The experience also yields daily opportunities for gratitude — to the nurses and doctors caring for your child; to the progress your baby is making; to the much-anticipated car-seat day when you get to take your baby home.

“I think about how lucky we are that both my daughter and my wife survived, and that hits me hard sometimes,” says Michael Zimmer, Gunlock’s husband. “We benefited from scientific advances that stemmed from a lot of tragedy in the past. That provides perspective — our daughter, and my wife, frankly — have a chance at life they might not have had 50 or even 25 years ago.”

Danger ahead

If having a preemie makes you more resilient as a parent, it can also put you in a defensive crouch, waiting for the other shoe to drop.

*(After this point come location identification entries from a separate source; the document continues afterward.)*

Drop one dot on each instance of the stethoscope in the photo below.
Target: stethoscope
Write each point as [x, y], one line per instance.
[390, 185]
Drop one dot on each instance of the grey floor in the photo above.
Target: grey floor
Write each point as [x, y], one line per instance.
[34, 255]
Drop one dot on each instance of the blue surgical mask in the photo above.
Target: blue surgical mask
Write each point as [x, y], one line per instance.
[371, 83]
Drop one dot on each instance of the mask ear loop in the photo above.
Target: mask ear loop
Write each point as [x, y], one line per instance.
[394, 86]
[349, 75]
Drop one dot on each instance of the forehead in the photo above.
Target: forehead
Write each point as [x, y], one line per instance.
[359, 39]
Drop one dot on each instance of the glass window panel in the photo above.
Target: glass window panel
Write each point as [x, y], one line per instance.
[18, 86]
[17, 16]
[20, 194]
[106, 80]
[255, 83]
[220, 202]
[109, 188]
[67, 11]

When we brought my son home from the NICU after two weeks, my husband and I felt the normal terror of first-time parents with our own, special terror thrown in. He had been hooked up to monitors and cared for by professionals since he was born. Once he was home, though, he had to rely only on our loving, possibly incompetent care. That first night, my husband slept on the floor next to the bassinet while I feverishly pumped milk.

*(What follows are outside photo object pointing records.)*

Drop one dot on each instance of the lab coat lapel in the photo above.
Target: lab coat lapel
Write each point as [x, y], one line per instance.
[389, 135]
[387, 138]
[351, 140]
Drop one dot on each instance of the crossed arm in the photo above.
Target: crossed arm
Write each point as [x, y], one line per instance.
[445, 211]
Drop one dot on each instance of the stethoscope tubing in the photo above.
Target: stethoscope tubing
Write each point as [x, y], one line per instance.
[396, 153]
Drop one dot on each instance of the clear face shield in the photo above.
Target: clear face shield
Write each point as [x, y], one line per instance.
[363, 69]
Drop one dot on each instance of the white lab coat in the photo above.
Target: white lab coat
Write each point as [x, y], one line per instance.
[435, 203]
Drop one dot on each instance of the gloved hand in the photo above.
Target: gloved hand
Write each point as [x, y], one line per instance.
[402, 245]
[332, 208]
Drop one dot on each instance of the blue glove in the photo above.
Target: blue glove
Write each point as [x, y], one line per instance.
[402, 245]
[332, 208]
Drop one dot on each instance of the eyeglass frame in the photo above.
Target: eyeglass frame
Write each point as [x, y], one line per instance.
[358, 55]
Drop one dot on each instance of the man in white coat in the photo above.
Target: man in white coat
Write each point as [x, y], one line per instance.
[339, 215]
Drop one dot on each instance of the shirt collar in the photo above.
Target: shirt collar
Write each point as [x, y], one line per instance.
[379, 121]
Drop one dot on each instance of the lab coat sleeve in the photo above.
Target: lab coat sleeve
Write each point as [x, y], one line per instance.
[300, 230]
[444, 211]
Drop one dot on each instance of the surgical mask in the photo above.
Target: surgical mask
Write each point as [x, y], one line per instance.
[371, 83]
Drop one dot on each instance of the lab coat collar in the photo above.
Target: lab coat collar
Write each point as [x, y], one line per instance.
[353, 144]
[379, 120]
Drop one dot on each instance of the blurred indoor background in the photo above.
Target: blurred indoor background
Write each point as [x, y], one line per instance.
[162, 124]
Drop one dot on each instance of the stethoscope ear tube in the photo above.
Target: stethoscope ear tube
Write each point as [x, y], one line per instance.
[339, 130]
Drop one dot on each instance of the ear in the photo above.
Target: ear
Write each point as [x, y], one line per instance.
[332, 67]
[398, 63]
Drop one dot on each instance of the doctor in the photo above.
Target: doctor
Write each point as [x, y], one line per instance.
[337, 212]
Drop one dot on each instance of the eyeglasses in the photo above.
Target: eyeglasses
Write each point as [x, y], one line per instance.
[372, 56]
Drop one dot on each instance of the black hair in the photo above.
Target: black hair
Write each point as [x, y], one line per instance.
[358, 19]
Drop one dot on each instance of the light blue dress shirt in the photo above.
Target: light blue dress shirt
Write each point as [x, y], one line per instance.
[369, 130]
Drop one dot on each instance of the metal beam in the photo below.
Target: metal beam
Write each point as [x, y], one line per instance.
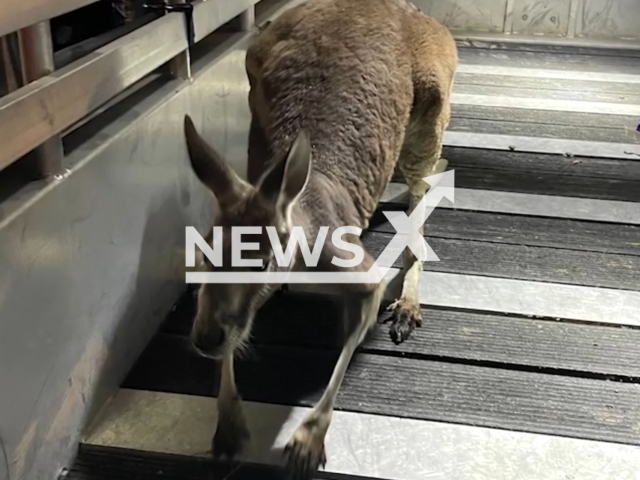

Gunlock and Zimmer spent the first year on high alert after their daughter had a choking episode in the NICU, and then again a few days after she came home.

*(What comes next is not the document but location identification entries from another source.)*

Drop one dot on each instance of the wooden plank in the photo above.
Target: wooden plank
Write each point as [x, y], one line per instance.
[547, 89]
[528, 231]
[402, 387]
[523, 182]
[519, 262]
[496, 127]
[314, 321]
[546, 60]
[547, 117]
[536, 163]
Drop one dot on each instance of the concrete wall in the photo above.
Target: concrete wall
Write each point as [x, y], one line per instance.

Several parents told me that the strengths of the NICU — the care your baby receives; the nurses you learn from — can also feel like a weakness when you leave, because you think you will never measure up. That fades over time, outweighed by the support and confidence you built during those early weeks, but a tiny part of you always remains on alert.

Naming the sadness

All these years after my children were born, I still feel sad my body didn’t get them over the finish line. Not guilty, not angry, just sad. Is this normal? Is this weird? I don’t know.

I regret that I never got those final weeks of nesting, that I missed my baby shower, that I never felt a contraction. To many people, I’m sure that skipping labor twice makes me lucky. But it feels strange.

Stacey D. Stewart, chief executive of the March of Dimes, a nonprofit that works to improve maternal and infant health outcomes and supports more than 50,000 families a year who are in the NICU, says there needs to be more attention given to the impact the experience has on parents’ mental health.

“You’re pregnant and then one day you’re not, sooner than it was supposed to happen,” she says. “There’s a lot of anxiety and grief and helplessness and fear. It takes an immense emotional toll.”

It can also be very isolating. “I found it incredibly lonely,” says Kate Bosanquet, who had her daughter at 31 weeks. “I missed out on most of my prenatal classes, and while my group was very sweet and continued to meet, we weren’t having the same shared experiences you hope for.”

It doesn’t help that the entire baby industrial complex caters to parents of full-term babies. There’s the books and websites telling you your baby should be doing things months before she will. The carrier that requires your child to be a monstrous eight pounds. The email updates that continue to cheerfully inform you about the progress of your pregnancy when your baby is already out in the world. It can all hurt. One mother told me she wished there was a switch to turn off all the marketing and email that assumed she’d delivered full-term. (March of Dimes has a My NICU Baby app for parents of premature and full-term babies that started out in the NICU.)

And yet many of us hope and believe that these birth stories will become a source of strength for our children.

When my son was in kindergarten and it was his turn to be “Friend of the Week,” he shared that he weighed four pounds at birth, telling his class he “surprised us” seven weeks early. To him, it was an interesting fact and also, I think, a small source of pride.

It should be. Preemie babies, and their parents, have to come so far. I hope that every mom and dad who started out that way — confused, scared, fierce, loving — feels pride in their parenting. They’ve earned it.